Life outcomes depend on your relationship with yourself and others. It is important that you are willing to look at how you treat yourself and how that, in turn, affects your life and those around you. I believe that your life is only as good as your worst relationship. How you show up in relation to yourself determines how you show up with others. If you are hard on yourself, if you judge yourself and if you have difficulty forgiving yourself, then it is likely you are also hard on, judging and unforgiving of others. Being clear with yourself and good to yourself sets you up to create powerful pathways to an incredible life and magnificent partnerships in your personal and professional life.
So you say, “Okay, I have this unconscious template that informs my relationships. So when I commit to NOT repeating certain behaviors (like using that tone of voice or adopting the attitude of my spouse or boss) and then I find myself doing it anyway, what do I do?”
We function best when we use our gut, heart and head. When we honor or integrate our first internal response (the gut), our heart and our head then we are using all three brains. This allows us to choose how we think, act and feel. The best of relationship intelligence means using all three brains. This is where the work of Dr. Joe Dispenza becomes priceless. He says that we can choose our experience by the way we think, act and feel.
So if you want to be more successful in relationships and more productive at work and home then you must change how you think, act and feel. Dr. Robert Cooper states that “just as the your gut processes far more than your food, your heart circulates far more than your blood. Every single heart beat specks an intelligent language to your whole body, a language that deeply influences how you perceive your world and how you react to it. It is not a surprise then when we feel valued that we put our true effort into our work and our relationships.
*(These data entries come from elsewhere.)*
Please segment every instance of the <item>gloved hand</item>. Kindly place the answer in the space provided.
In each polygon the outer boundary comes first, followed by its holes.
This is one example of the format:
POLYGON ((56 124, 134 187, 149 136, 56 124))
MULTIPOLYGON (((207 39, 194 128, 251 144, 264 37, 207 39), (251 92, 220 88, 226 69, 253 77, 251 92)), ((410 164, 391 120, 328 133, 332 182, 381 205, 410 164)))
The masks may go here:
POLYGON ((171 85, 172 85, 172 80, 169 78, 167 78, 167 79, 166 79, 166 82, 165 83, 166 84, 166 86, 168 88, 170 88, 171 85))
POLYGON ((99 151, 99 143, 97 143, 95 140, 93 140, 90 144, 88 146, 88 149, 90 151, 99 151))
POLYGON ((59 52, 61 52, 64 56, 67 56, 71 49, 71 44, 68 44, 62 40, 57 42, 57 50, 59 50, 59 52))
Dr. Dispenza gives us the keys to taking our emotional intelligence to the next level. He teaches research based principles that increase our potential by being aware of our thoughts and choosing thoughts that align with our goals and propel us forward to the life, work and relationships we set out to have. The three keys are simple and straight forward and have proven effective in the individual and the organization. The first step in to be aware of the thoughts you think and change them to match your values, goals and desires. The second principle is “pull your mind out of your body” and behave according to the new thought you have designed for home or work. Finally you begin to feel a different way and therefore have a different experience.
The union of Emotional Intelligence and Dr. Dispenza’s work is a perfect match. Emotional Intelligence let’s you become aware and know that your three brains are all alive and well and are throughout the body. Through self awareness, the individual or the organization learns the stories and internal operating system that runs their thoughts, their lives, their ROI. Dr. Joe works with the individual and the organization to take your emotional intelligence and more it into a system for change. The result of using his system for change is that you have different experiences, therefore different thoughts and different outcomes or behaviors.